There are customers still unaware of his passing. New customers with no memory of Al Johnson on the floor, in total command, no knowledge of the strength and tone of his distinctive voice (both happy and harried) in the kitchen, behind the counter, on the floor, pulling out chairs to a perfectly shiny, table-setting (2-top, 4-top, 10-top), pouring coffee with one hand, holding his famous blue rag in the other, talking a mile a minute to customers while his eyes scour the entire dining room to see what else might need his attention…voicing his concerns to waitresses, bus people, anyone in range. This was classic Al Johnson, ALIVE, in place, on fire! Often ending a crackling customer conversation with a laugh, a hand shake, a pat-on-the-back, and his classic loud and laughing goodbye: “You got that right!”
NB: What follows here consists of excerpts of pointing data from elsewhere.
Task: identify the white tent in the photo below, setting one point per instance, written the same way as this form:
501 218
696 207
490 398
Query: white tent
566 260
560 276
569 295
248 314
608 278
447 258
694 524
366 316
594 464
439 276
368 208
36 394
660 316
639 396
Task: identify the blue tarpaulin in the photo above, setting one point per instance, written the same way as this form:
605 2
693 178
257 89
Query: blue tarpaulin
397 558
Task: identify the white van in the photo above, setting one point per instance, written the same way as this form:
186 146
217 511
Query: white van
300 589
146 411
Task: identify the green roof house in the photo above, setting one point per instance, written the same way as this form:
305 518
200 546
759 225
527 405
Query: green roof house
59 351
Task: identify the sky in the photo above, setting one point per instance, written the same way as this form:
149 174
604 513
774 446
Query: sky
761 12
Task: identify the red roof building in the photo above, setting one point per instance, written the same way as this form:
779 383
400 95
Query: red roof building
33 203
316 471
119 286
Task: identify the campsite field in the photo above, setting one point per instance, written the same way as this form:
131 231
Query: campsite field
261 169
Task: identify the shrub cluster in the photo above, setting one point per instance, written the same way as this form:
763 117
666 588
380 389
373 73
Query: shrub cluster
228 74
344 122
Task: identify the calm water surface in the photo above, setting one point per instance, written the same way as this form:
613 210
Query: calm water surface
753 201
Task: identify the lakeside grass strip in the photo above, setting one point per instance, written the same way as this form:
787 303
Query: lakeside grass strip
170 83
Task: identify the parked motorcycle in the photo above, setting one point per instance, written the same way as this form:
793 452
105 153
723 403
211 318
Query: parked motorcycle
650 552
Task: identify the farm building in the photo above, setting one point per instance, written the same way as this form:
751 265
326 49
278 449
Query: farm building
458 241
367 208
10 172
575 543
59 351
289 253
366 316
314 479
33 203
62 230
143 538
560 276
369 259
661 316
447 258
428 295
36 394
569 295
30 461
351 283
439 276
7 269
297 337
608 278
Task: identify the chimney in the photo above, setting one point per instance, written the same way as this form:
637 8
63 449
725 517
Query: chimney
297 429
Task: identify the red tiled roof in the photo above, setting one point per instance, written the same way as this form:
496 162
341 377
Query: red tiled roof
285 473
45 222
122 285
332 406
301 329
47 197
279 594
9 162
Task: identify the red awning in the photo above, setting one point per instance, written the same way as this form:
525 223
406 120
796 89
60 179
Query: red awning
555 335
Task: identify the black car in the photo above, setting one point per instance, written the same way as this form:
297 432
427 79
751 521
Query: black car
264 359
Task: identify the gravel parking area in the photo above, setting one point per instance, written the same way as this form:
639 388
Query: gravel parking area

The way Al Johnson himself had it so right (conviviality, compassion, customer service) that it is difficult for those who remember him to believe, in the height of the summer season, that the spirit of Al is not on the floor, in full command, hands flying, eyes flitting about the room, voice bouncing off tables, walls, ceiling.
Even the goats on the roof, strike a pose, solemnly raise their heads, and affirm their master’s voice: Yes, you got that right!